Web sites operated by Network Solutions Inc. were hit by hackers Friday who redirected visitors to one of the company’s competitors.
Starting before noon Eastern time, NSI officials discovered hackers were automatically sending its site visitors to the the Internet Council of Registrars — or CORE — as well as the Internet Corp. for Assigned Names and Numbers. ICANN is the new non-profit organization that oversees the Internet’s address system.
After it discovered the hack, CORE placed a message on its Web site notifying visitors of the hack which also listed the correct IP address for Network Solutions’ site. CORE also posted a brief statement saying it strongly condemned the moves and is looking into legal action.
ICANN officials said there had been no indications that the hackers had affected the root server that it administers. One of 13, ICANN’s root server contains the database that allows domain names to be translated into IP numbers so that traffic can be properly routed.

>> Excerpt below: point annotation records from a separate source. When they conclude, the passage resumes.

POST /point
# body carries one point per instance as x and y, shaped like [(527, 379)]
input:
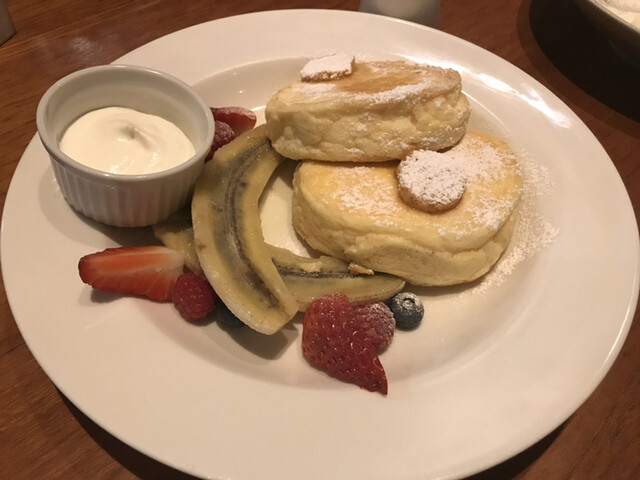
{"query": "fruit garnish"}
[(333, 341), (240, 119), (193, 296), (377, 320), (228, 233), (226, 317), (407, 309), (150, 271)]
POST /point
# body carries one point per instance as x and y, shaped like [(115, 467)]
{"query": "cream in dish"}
[(125, 141)]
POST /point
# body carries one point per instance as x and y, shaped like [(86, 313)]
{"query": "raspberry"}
[(333, 341), (193, 296), (223, 135), (377, 320)]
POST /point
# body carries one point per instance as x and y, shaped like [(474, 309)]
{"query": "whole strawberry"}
[(193, 296), (333, 341)]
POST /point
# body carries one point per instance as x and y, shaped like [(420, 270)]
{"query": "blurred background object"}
[(7, 29), (425, 12)]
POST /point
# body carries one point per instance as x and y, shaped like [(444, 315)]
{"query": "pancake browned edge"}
[(382, 111), (354, 212)]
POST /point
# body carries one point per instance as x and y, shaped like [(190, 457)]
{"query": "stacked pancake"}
[(352, 135)]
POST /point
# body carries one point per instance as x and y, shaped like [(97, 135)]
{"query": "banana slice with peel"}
[(176, 232), (306, 278), (228, 233), (311, 278)]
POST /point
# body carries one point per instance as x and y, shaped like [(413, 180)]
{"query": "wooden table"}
[(42, 435)]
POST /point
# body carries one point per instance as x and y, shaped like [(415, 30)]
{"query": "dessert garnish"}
[(330, 67), (430, 181)]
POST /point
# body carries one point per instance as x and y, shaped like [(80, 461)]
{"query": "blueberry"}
[(225, 317), (407, 309)]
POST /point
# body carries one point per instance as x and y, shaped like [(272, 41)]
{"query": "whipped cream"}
[(125, 141), (628, 10)]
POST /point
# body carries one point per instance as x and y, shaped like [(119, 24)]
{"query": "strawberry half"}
[(240, 119), (333, 341), (149, 271)]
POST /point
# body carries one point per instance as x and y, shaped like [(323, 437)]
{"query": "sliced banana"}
[(228, 234), (306, 278), (176, 232)]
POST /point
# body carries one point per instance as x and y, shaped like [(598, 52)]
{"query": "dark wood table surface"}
[(42, 435)]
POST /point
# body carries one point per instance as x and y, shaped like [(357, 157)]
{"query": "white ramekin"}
[(117, 199)]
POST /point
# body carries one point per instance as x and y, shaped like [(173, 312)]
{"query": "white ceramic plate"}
[(484, 377)]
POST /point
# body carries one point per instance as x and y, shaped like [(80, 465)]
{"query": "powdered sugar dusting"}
[(532, 231), (430, 180), (359, 198)]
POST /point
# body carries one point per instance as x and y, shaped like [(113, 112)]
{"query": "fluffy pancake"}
[(355, 212), (383, 110)]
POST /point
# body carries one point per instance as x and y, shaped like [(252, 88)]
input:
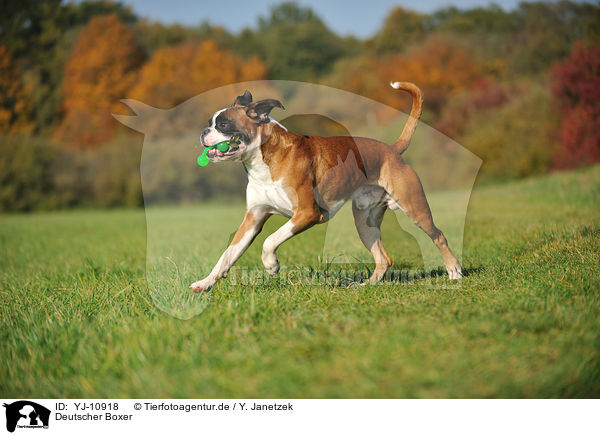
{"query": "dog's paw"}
[(271, 263), (455, 272), (203, 285)]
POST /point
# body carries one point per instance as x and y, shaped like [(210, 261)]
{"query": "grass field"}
[(77, 318)]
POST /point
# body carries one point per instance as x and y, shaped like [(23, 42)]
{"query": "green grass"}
[(78, 318)]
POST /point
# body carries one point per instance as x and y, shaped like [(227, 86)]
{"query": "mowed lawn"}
[(77, 318)]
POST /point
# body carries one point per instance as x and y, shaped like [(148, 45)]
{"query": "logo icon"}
[(26, 414)]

NSI released a statement Friday afternoon confirming a hack had occurred and said the FBI had been called into investigate. NSI is speculating that SoftAware, an Internet service provider based in the same California building as ICANN, was where the hack originated.

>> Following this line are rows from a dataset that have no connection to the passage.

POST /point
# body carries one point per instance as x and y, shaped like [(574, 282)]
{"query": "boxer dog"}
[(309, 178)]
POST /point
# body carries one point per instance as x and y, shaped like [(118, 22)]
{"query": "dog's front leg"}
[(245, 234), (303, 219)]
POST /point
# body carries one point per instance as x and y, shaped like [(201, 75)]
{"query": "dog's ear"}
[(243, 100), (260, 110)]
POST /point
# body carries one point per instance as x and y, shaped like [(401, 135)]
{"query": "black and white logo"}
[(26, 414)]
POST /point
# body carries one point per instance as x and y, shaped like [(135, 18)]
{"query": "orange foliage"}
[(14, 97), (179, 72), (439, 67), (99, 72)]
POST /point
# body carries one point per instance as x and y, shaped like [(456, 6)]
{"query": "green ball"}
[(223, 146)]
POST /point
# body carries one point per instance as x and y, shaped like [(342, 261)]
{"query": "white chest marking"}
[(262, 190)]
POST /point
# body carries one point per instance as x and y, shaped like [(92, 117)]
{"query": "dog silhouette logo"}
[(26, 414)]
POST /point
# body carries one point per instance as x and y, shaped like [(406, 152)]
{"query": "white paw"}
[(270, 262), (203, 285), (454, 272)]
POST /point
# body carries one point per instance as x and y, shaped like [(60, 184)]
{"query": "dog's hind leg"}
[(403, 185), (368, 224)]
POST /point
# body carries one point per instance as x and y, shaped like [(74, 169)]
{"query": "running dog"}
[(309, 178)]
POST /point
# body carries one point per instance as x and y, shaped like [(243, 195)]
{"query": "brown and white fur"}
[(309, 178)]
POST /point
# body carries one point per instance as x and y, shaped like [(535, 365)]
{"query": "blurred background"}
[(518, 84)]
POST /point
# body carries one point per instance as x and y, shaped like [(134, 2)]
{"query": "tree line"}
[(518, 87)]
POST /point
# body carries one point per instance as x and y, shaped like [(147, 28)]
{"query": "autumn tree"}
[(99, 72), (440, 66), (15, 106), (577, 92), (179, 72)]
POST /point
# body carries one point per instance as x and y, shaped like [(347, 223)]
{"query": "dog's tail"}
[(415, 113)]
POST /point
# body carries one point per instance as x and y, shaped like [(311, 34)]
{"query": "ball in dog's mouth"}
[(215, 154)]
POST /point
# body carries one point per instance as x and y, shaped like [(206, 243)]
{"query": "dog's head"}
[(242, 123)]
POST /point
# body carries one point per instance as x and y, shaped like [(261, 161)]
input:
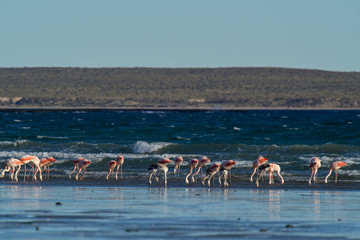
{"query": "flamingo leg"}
[(187, 176), (72, 171), (225, 178), (336, 175), (25, 172), (328, 175), (77, 175), (282, 179), (121, 171), (251, 177), (260, 176), (312, 173)]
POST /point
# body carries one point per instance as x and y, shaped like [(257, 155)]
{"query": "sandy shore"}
[(155, 108), (89, 210)]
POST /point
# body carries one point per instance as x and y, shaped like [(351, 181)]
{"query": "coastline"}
[(209, 108), (102, 212)]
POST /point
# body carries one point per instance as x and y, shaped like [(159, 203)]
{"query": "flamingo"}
[(119, 162), (34, 161), (10, 165), (80, 164), (111, 165), (178, 161), (192, 163), (202, 162), (160, 165), (271, 168), (335, 166), (315, 163), (256, 164), (225, 166), (45, 164), (210, 172)]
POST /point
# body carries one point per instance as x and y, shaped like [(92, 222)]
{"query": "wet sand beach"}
[(92, 209)]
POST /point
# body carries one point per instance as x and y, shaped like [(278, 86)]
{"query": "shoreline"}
[(174, 184), (93, 108)]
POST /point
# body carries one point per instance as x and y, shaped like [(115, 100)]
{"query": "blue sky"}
[(314, 34)]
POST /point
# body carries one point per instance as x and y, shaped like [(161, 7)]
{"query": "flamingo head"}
[(315, 159), (228, 164), (215, 167), (341, 164), (265, 166), (193, 162), (179, 160), (262, 160), (164, 161), (204, 161), (86, 162)]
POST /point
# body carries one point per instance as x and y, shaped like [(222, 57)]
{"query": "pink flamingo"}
[(10, 165), (256, 164), (335, 166), (81, 164), (45, 164), (271, 168), (34, 161), (225, 166), (178, 161), (192, 163), (315, 163), (210, 172), (160, 165), (202, 162), (119, 162), (111, 165)]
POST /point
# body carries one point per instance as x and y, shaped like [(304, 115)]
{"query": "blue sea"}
[(286, 137)]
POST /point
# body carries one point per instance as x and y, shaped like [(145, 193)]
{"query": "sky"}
[(310, 34)]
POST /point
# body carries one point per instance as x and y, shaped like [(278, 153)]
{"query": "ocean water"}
[(289, 138)]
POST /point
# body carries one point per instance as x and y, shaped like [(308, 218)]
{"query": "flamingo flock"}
[(160, 169)]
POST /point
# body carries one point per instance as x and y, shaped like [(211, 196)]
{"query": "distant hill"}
[(215, 88)]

In April, ICANN named five testbed registers which included CORE, America Online Inc., France Telecom/Oleane, Melbourne IT and register.com. They were the first to begin registering domain names and testing the new shared registration system developed to allow multiple competitors to handle the process. In addition, 29 companies have been accredited to register domain names once the system’s test is complete.
ICANN takes over the system from NSI which was granted an exclusive government contract to manage the domain system in 1993.